Introduction

The first edition of ISO 13528 “Statistical methods for use in proficiency testing by interlaboratory comparisons” was published in 2005 as a complement to the then ISO/IEC Guide 43-1:1997 “Proficiency testing by interlaboratory comparisons—Part 1: Development and operation of proficiency testing schemes.” In 2010, ISO/IEC 17043 [1] was published to replace Parts I and II of ISO/IEC Guide 43:1997, which has preserved and updated the principles for the operation of proficiency testing described in ISO/IEC Guide 43. To bring the document into harmony with ISO/IEC 17043:2010, the second edition of ISO 13528 was published in September 2015 after a technical revision of the previous version. In short, the new edition focuses more on the statistical design and analysis for proficiency testing schemes [2]. New sections are also added to cover procedures for qualitative proficiency testing schemes and various robust statistical methods.

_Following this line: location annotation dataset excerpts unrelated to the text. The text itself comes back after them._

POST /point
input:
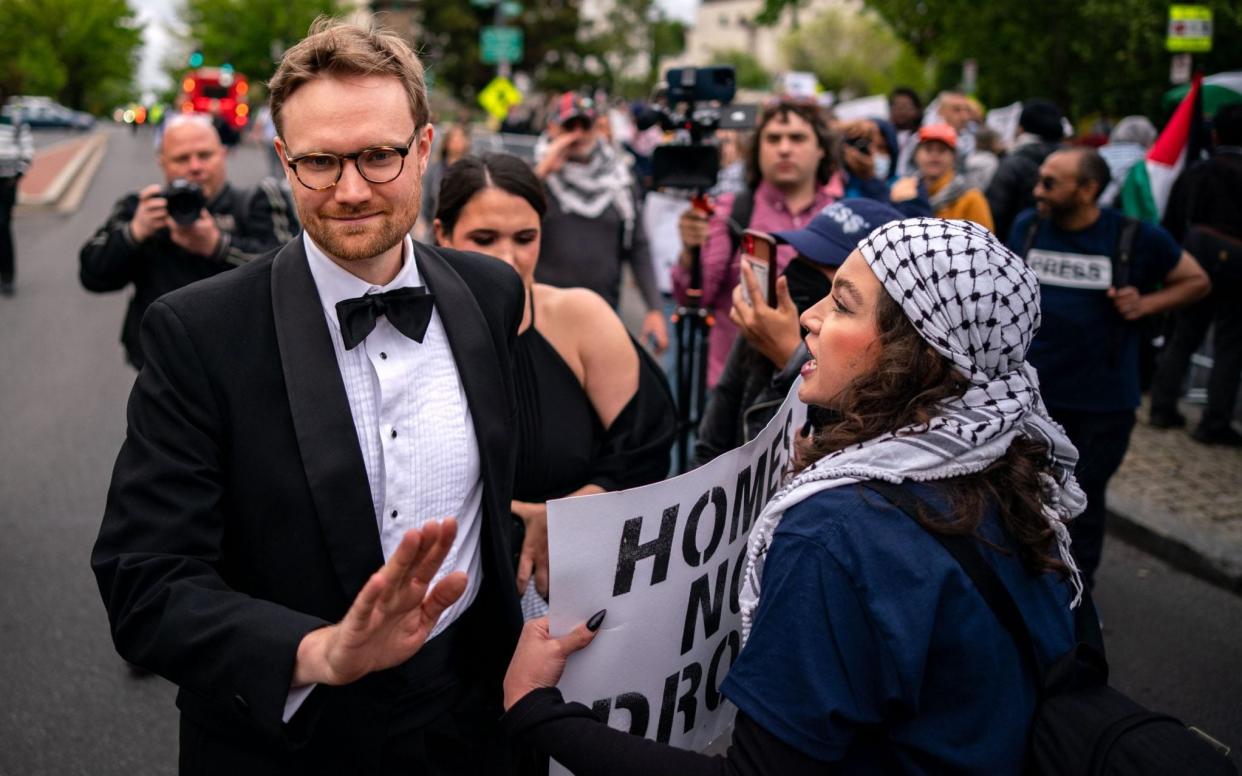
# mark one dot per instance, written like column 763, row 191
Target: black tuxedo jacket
column 240, row 515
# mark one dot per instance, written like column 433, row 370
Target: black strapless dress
column 563, row 445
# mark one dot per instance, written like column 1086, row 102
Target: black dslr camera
column 697, row 101
column 185, row 201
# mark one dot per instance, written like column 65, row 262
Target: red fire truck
column 217, row 91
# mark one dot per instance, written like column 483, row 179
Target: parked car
column 41, row 112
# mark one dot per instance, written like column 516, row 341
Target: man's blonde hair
column 334, row 49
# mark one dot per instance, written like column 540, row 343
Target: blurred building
column 729, row 25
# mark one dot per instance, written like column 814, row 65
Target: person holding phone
column 790, row 176
column 866, row 647
column 765, row 360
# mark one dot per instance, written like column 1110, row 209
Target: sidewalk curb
column 1175, row 541
column 72, row 198
column 67, row 174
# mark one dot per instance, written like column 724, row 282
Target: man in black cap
column 1011, row 191
column 765, row 360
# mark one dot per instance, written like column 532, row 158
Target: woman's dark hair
column 810, row 113
column 904, row 389
column 452, row 129
column 470, row 175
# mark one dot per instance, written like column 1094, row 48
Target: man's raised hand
column 391, row 616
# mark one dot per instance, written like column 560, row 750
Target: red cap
column 940, row 133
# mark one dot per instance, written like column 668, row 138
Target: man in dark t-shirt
column 1087, row 349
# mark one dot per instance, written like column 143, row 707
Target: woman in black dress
column 594, row 410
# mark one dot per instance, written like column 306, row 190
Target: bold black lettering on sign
column 631, row 551
column 747, row 497
column 716, row 673
column 702, row 600
column 689, row 538
column 671, row 704
column 634, row 703
column 687, row 704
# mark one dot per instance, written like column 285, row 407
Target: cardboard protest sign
column 667, row 561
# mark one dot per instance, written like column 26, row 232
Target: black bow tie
column 409, row 309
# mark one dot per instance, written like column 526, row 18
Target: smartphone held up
column 759, row 251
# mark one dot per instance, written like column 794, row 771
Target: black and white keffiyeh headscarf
column 978, row 304
column 588, row 186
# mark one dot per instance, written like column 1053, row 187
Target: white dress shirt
column 414, row 427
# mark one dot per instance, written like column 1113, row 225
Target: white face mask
column 883, row 165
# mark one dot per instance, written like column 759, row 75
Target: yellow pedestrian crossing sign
column 498, row 96
column 1190, row 29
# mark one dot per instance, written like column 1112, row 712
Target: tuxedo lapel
column 323, row 422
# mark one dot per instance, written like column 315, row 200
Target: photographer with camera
column 789, row 169
column 191, row 227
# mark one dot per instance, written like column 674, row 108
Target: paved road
column 70, row 705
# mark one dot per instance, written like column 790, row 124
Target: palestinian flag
column 1146, row 186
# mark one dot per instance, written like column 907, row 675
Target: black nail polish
column 596, row 620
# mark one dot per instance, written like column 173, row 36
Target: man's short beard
column 349, row 251
column 396, row 224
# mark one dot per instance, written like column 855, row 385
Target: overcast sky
column 159, row 14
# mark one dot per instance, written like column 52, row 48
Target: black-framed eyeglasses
column 376, row 165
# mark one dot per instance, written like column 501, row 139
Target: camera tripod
column 692, row 323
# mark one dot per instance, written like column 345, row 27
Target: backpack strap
column 971, row 561
column 997, row 597
column 739, row 216
column 1032, row 230
column 1124, row 251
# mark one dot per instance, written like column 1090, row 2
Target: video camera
column 698, row 102
column 185, row 201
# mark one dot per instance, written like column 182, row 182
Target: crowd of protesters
column 965, row 312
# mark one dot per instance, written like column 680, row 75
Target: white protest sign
column 874, row 106
column 667, row 561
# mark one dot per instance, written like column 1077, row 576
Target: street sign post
column 501, row 45
column 498, row 96
column 1179, row 68
column 1190, row 29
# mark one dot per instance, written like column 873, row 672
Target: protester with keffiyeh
column 594, row 217
column 867, row 648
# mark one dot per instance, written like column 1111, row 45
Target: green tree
column 82, row 52
column 632, row 32
column 863, row 55
column 450, row 45
column 750, row 73
column 1087, row 55
column 249, row 34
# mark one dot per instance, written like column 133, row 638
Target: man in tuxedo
column 271, row 540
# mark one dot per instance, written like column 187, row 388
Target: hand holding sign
column 539, row 658
column 391, row 616
column 533, row 560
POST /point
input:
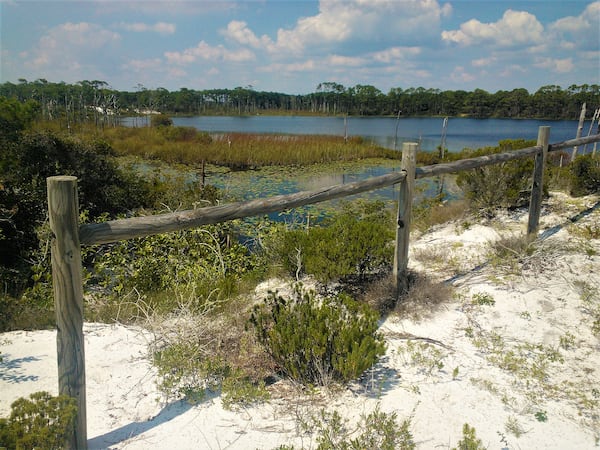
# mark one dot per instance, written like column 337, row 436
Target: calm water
column 461, row 132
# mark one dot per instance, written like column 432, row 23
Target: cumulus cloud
column 238, row 31
column 208, row 52
column 581, row 31
column 367, row 23
column 159, row 27
column 514, row 28
column 556, row 65
column 70, row 46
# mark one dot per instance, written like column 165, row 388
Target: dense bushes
column 317, row 341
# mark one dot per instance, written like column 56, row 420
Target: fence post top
column 59, row 178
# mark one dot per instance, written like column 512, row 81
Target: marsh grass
column 238, row 150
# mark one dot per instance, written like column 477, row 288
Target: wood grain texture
column 409, row 158
column 537, row 188
column 68, row 297
column 116, row 230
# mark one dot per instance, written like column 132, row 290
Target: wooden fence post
column 409, row 157
column 63, row 209
column 537, row 189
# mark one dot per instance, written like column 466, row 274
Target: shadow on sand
column 131, row 430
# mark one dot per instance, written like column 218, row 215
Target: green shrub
column 353, row 242
column 42, row 421
column 469, row 440
column 504, row 185
column 206, row 261
column 161, row 120
column 316, row 341
column 585, row 175
column 376, row 431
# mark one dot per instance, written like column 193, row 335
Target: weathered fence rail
column 68, row 237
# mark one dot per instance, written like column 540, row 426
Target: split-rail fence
column 69, row 235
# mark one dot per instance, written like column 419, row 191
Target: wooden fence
column 68, row 236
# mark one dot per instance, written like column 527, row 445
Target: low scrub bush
column 206, row 261
column 317, row 341
column 504, row 185
column 42, row 421
column 377, row 430
column 585, row 175
column 354, row 242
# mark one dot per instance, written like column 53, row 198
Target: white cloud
column 555, row 65
column 70, row 46
column 395, row 53
column 581, row 31
column 514, row 28
column 239, row 32
column 367, row 23
column 159, row 27
column 208, row 52
column 484, row 62
column 140, row 65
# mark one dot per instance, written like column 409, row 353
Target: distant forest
column 88, row 99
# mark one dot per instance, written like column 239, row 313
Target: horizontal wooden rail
column 116, row 230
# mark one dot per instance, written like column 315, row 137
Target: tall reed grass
column 238, row 150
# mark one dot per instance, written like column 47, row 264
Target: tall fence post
column 537, row 189
column 409, row 158
column 63, row 210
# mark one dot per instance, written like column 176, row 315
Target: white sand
column 534, row 308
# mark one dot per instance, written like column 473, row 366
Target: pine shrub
column 42, row 421
column 317, row 341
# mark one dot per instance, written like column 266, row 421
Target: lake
column 461, row 132
column 265, row 182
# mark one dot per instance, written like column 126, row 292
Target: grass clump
column 42, row 421
column 318, row 341
column 377, row 430
column 469, row 440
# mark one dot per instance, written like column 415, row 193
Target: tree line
column 96, row 100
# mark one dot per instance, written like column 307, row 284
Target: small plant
column 469, row 440
column 567, row 341
column 513, row 426
column 423, row 355
column 455, row 373
column 378, row 430
column 316, row 341
column 42, row 421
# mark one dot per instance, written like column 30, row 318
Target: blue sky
column 292, row 46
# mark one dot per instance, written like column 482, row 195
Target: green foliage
column 205, row 262
column 469, row 440
column 40, row 422
column 504, row 185
column 585, row 175
column 16, row 116
column 316, row 341
column 26, row 162
column 375, row 431
column 354, row 242
column 185, row 371
column 161, row 120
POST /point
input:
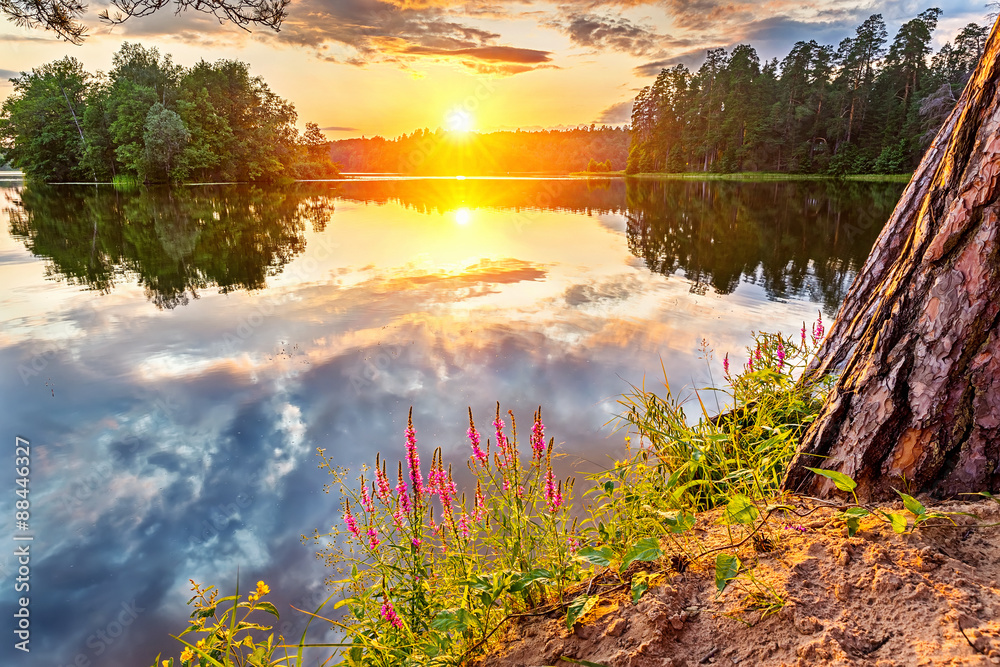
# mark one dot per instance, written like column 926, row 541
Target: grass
column 126, row 182
column 426, row 576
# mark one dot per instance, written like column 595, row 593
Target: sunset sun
column 460, row 120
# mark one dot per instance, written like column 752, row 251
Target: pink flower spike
column 477, row 452
column 413, row 459
column 818, row 327
column 366, row 499
column 352, row 524
column 389, row 614
column 383, row 488
column 538, row 437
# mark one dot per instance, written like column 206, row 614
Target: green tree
column 40, row 122
column 164, row 140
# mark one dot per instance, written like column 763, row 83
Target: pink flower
column 501, row 439
column 352, row 525
column 538, row 437
column 383, row 488
column 818, row 328
column 480, row 511
column 366, row 499
column 477, row 451
column 413, row 459
column 404, row 497
column 553, row 493
column 389, row 614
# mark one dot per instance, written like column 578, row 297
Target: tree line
column 151, row 120
column 444, row 152
column 865, row 106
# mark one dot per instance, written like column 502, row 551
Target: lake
column 175, row 357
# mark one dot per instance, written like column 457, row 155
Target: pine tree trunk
column 917, row 341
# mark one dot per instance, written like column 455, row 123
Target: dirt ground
column 877, row 599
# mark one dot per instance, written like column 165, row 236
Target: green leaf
column 741, row 510
column 727, row 567
column 450, row 619
column 600, row 557
column 898, row 522
column 578, row 607
column 912, row 504
column 646, row 549
column 529, row 578
column 268, row 607
column 842, row 481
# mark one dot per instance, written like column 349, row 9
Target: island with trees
column 859, row 107
column 151, row 120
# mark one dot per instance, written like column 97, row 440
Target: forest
column 865, row 106
column 150, row 120
column 443, row 152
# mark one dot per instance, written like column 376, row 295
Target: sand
column 878, row 599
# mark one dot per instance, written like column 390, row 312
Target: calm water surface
column 176, row 356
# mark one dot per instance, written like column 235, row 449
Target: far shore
column 753, row 176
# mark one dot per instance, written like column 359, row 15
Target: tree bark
column 917, row 341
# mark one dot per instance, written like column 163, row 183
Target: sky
column 387, row 67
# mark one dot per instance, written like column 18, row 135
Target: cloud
column 608, row 33
column 360, row 32
column 620, row 112
column 507, row 54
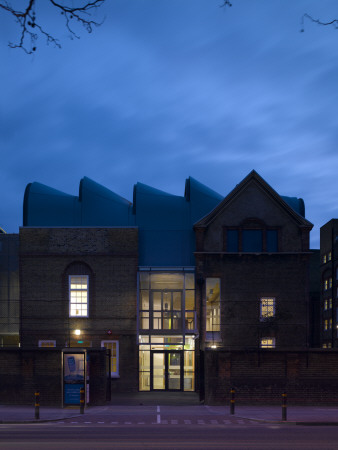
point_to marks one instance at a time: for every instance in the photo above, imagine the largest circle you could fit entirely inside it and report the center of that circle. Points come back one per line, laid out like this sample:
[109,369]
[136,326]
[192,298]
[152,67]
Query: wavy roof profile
[165,221]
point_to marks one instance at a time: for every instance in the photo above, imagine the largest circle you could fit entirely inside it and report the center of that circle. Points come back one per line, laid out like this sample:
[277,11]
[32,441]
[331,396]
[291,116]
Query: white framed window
[113,346]
[78,295]
[267,308]
[47,343]
[268,342]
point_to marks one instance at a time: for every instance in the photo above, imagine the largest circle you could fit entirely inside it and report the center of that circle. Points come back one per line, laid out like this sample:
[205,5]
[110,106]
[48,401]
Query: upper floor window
[213,304]
[78,295]
[113,346]
[267,308]
[268,342]
[247,239]
[167,301]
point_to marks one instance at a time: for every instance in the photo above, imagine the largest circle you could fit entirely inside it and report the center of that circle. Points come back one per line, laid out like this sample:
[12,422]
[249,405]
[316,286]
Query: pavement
[296,415]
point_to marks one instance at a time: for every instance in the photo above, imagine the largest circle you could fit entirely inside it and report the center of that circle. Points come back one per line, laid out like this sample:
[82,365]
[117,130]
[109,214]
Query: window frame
[46,341]
[70,290]
[116,373]
[267,338]
[263,317]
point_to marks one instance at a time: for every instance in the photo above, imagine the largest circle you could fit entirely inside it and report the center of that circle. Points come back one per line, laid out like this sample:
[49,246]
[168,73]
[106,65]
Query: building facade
[329,283]
[163,281]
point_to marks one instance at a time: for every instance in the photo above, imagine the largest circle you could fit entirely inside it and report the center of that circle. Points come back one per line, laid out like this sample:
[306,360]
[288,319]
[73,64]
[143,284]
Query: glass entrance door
[167,370]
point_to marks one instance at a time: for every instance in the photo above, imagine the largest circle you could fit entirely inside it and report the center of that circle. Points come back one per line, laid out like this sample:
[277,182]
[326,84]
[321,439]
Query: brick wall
[22,372]
[260,377]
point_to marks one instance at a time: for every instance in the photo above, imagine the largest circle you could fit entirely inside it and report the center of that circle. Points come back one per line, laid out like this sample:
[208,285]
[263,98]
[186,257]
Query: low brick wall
[24,371]
[260,377]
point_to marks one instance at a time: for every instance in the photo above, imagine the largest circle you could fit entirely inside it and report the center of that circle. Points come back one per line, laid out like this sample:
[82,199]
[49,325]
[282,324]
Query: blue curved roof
[165,221]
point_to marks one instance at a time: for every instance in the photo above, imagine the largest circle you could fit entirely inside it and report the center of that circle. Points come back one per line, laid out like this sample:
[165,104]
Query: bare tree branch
[30,28]
[333,22]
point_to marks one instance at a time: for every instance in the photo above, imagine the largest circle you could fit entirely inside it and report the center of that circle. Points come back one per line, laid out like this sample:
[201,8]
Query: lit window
[267,308]
[78,295]
[213,304]
[47,343]
[113,346]
[268,343]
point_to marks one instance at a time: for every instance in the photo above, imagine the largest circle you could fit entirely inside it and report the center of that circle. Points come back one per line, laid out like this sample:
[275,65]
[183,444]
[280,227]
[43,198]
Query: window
[213,305]
[267,307]
[252,241]
[78,295]
[47,343]
[253,238]
[268,342]
[113,346]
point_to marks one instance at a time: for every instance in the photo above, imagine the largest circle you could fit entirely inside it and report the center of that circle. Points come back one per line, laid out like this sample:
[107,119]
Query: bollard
[37,405]
[82,399]
[284,408]
[232,401]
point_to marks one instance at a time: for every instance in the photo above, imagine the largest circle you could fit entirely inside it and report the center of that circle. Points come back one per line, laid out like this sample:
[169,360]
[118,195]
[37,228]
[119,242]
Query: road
[164,428]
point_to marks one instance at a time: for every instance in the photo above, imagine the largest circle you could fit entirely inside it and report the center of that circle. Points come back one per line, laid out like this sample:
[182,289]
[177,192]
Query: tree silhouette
[31,27]
[305,16]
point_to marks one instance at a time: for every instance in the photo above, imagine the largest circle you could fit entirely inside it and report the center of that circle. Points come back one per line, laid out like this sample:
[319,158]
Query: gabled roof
[254,177]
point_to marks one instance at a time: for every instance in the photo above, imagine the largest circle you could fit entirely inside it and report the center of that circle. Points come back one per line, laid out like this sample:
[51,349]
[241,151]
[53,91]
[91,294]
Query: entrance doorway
[166,370]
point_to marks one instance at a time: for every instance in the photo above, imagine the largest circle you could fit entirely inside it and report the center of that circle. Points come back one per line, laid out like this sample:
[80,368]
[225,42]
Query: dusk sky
[167,89]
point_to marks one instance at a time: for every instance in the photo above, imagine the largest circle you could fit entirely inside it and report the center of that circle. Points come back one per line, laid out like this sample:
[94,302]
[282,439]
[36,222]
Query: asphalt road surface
[98,435]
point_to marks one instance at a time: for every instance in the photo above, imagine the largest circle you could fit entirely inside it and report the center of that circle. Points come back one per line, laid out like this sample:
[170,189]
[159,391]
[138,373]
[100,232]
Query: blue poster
[72,393]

Participating in proficiency testing schemes has become an essential activity of testing laboratories, and it is also a mandatory requirement for seeking laboratory accreditation according to ISO/IEC 17025. Hence, ISO 13528 is an important reference document for proficiency testing providers and testing laboratories alike, especially in the part related to performance evaluation. For instance, from the perspective of the testing laboratories, the prime concern would be whether the outcome of the performance evaluation through the proficiency testing scheme was sound and valid. On the other hand, the proficiency testing providers would have a concern if the statistical methods they adopted fitted for the intended purposes and fulfilled the requirements of ISO/IEC 17043:2010 [1].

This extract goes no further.